And so, I found myself, 25 years later, facing the task of forgiving again. Not for his benefit, but for mine. And, by extension, for the benefit of anyone whose life I might touch.

So, how did I find that release and forgiveness?

1. I came to grace with myself.

I asked myself all the hard, guilt-fueled questions: Could I have done something different? Should I have helped him despite his refusal to accept? Should I have gotten all the details at 18 when it all happened? The questions are numerous. They are also irrelevant.

When I check my heart, I know that at every given turn I’ve done the best I could. Even in the areas where I think a different option could occur, that’s me viewing it as a 43-year old adult. At 16 I did the best I could, at 18 I did the same. That was then, this is now.

Thank goodness I don’t have to change the past in order to let go of it, because I simply cannot change it. I am, and always will be a fallible, fragile human who is simply doing her best to do right by herself and the world.

2. I let myself feel how I honestly feel.

Shocked, angry, embarrassed, hurt, scared — I’ve felt it all. Whenever a feeling comes up, I journal about it, meditate on it, or just call a trusted friend and cry my freaking eyes out.
My emotions are a necessary part of my human frailty, which is also the cause of my indomitable strength. So I experience the full range of them, without judgment (or at least, as close as I can).
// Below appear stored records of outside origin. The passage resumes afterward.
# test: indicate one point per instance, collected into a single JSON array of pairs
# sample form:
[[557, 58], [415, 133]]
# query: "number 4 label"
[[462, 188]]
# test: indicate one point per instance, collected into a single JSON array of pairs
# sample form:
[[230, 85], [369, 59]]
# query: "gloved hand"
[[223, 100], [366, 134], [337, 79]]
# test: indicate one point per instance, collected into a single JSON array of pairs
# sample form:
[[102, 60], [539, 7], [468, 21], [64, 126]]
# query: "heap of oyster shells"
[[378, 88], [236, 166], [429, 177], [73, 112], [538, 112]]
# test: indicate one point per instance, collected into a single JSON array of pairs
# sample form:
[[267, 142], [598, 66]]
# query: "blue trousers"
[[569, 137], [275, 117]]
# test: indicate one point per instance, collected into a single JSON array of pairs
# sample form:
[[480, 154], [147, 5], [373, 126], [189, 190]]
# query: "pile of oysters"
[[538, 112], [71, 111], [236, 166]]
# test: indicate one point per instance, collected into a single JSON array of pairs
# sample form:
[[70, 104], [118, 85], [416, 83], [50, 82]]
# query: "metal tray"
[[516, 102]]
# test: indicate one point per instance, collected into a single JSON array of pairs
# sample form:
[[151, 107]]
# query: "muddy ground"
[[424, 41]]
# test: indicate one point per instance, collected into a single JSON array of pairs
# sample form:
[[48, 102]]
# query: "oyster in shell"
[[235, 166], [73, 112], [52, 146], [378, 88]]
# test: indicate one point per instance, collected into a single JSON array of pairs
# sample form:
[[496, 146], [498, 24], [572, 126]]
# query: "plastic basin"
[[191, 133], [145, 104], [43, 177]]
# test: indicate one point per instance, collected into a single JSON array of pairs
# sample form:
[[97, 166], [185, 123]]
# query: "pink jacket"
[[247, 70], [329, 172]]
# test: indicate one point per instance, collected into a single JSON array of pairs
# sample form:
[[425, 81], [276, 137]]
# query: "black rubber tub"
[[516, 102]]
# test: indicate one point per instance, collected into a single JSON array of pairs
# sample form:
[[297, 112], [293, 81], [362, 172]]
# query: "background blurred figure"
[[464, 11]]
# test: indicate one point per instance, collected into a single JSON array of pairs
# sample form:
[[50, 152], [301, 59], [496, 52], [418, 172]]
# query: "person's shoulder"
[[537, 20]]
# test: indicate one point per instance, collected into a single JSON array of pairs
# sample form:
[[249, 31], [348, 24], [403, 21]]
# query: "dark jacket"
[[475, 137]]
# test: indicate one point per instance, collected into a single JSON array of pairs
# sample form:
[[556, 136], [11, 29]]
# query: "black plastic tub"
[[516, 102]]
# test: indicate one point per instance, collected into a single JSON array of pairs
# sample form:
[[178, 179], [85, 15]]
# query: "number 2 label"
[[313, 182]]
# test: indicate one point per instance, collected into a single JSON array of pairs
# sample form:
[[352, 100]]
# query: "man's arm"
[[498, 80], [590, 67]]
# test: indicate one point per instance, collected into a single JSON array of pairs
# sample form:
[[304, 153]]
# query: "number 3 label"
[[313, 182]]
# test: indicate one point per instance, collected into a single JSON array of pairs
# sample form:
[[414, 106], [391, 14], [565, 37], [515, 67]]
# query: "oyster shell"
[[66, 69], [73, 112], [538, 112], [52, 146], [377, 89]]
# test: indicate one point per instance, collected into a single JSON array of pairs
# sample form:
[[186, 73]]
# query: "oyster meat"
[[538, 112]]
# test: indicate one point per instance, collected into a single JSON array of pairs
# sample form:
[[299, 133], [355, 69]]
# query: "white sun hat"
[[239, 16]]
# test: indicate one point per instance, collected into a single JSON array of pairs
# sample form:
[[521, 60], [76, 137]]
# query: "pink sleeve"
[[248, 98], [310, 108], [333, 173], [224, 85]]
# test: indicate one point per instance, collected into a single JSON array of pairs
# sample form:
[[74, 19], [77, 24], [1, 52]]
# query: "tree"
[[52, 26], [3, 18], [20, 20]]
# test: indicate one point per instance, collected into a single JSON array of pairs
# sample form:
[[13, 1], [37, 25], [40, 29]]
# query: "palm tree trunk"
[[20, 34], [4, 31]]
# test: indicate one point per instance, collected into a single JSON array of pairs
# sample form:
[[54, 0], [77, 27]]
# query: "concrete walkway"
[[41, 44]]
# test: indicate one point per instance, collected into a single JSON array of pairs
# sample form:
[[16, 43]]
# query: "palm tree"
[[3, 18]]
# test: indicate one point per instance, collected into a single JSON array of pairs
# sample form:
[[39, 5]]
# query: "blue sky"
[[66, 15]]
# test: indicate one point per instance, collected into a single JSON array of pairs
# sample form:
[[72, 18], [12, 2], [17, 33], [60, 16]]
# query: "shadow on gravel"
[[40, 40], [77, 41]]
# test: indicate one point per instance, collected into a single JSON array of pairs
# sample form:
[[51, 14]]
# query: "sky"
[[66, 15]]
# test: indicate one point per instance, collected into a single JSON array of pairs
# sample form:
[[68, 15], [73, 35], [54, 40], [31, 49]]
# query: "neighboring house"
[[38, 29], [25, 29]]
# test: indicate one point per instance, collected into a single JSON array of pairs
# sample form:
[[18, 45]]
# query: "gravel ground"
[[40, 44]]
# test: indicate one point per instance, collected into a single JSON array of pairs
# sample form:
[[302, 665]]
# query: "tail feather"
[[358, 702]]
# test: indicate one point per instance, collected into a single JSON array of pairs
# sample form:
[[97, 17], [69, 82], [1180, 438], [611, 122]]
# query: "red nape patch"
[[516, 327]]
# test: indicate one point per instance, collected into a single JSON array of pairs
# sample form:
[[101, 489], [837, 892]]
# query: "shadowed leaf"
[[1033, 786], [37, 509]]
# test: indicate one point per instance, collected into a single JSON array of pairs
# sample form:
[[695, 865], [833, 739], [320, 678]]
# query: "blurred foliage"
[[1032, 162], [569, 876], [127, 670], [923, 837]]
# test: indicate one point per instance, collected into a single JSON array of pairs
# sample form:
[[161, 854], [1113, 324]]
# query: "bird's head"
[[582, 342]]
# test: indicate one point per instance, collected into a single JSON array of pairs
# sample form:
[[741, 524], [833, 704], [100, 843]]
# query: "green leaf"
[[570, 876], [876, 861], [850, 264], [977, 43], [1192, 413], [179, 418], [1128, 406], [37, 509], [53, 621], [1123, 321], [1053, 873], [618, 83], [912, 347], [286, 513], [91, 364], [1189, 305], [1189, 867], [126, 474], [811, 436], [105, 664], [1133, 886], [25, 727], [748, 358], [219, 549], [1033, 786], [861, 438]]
3. I look for the perfection in the mess of it all

I am so grateful for so much that happened in my past. If not for my hardships, I wouldn’t be as strong as I am … strong enough now to have a career helping others get strong. If not for my hurts I would never have learned how to heal, nor how to help others heal. If not for the wrongs done to me, I’d never have learned to forgive.
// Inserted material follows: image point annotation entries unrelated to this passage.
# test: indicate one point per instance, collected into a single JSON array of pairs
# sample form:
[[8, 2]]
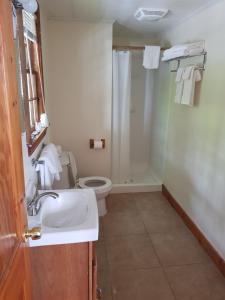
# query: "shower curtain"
[[121, 116]]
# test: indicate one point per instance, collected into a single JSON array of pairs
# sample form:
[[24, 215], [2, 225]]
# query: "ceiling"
[[122, 12]]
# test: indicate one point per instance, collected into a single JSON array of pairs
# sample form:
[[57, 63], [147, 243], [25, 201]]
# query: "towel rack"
[[198, 67]]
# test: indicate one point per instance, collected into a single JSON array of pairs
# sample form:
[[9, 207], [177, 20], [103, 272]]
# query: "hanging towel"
[[180, 85], [151, 57], [190, 77], [50, 167]]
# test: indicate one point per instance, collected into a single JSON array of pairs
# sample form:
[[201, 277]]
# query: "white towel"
[[180, 85], [151, 57], [50, 168], [190, 76]]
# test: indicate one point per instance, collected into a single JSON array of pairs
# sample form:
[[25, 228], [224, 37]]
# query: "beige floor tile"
[[148, 196], [101, 255], [140, 285], [178, 248], [131, 252], [119, 224], [152, 204], [122, 203], [161, 220], [196, 282]]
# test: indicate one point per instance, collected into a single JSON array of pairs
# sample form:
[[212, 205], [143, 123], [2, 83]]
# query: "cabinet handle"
[[98, 293], [34, 233]]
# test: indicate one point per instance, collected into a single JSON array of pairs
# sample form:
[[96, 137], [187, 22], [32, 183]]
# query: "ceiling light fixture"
[[30, 6], [150, 14]]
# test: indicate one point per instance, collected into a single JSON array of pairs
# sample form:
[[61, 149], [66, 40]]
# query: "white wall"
[[195, 163], [79, 87]]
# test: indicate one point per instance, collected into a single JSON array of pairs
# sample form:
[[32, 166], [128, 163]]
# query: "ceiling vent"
[[149, 14]]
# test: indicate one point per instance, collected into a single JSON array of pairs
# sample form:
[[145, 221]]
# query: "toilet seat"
[[99, 184]]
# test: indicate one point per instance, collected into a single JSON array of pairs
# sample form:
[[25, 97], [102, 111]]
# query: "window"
[[31, 76]]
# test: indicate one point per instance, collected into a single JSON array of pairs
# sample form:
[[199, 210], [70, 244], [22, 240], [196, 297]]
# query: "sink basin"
[[70, 218]]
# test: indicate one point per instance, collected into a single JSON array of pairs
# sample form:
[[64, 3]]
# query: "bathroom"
[[147, 167]]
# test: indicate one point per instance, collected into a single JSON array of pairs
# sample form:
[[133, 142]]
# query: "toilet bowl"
[[101, 185]]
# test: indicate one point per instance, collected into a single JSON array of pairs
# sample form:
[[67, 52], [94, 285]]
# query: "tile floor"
[[145, 252]]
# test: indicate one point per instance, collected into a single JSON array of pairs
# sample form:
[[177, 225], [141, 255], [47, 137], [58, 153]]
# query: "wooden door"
[[14, 256]]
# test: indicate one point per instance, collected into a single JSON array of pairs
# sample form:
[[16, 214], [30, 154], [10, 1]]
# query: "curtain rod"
[[138, 48]]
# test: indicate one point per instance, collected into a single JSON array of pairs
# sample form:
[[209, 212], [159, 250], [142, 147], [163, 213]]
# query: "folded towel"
[[180, 85], [151, 57], [50, 167], [190, 77]]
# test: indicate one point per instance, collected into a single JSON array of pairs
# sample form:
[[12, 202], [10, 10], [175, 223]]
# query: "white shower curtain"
[[121, 116]]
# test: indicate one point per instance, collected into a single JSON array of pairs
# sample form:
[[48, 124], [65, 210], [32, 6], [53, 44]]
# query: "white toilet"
[[101, 185]]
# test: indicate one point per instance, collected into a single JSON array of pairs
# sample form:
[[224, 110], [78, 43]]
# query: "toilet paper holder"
[[92, 143]]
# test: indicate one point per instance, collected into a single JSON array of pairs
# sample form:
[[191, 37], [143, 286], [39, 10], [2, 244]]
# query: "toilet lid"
[[95, 182]]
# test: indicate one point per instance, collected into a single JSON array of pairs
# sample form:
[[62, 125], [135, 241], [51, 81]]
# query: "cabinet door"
[[14, 256], [92, 271], [60, 272]]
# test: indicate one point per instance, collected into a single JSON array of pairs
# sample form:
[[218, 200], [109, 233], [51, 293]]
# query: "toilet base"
[[101, 203]]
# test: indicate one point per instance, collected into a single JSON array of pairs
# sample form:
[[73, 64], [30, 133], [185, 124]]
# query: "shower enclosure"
[[133, 96]]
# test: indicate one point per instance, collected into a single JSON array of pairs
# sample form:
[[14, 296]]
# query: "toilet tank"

And so, I can do both — feel the pain AND find the perfection. For therein lies the truth of my human existence; both reside within me and yet neither define me.

4. I refuse to hide my story.

I cannot be of service to the world if I hide in shame. Will some people judge and ridicule me for my past? Maybe. But that is not where my work lies. I have no control over how others will understand or use this information.

There is a chance, however, that in sharing more and more of my story, someone who needs it will see that they, too, have perfection in their pain, and that they can also heal. We can’t become what we can’t see, so my work lies in staying as honest and truthful as I can. I strive to remain as open and vulnerable as needed on the offhand chance that someone can see the possibility for Light and Forgiveness in their own tragedy.

5. I redefined what forgiveness means to me.

We all have inherent gifts that we easily take for granted because they seem to come to us easily. But these gifts are our superpowers. When we deconstruct, inspect, and share them with others, we open-source our awesomeness and allow others to learn from us.

And in that process, hopefully they discover (or, re-discover) their own superpowers. Boldly owning our life experience (even the horrors in it) brings meaning to our trials and helps us let go of the pain associated with it. We don’t have to suffer.

Countless times, I’ve forgiven my dad.

To be honest, I’m probably not done. Forgiveness, like any of humanity’s virtues, requires practice and it must happen in layers. There is no “one hit and done” when it comes to the softer, yet more powerful, attributes of this human experience. I’m not deceived by what I can see, hear and touch. I refuse to believe that any of my circumstances define me. Instead, I will forever seek my identity from within, where I get to choose peace.

And, while I wouldn’t wish hardship on anyone, I am forever grateful for the hardships in my life that allow me to practice the power of forgiveness. Without those hard blows in life, I might never have learned who I truly am.

* This name is an alias my father used.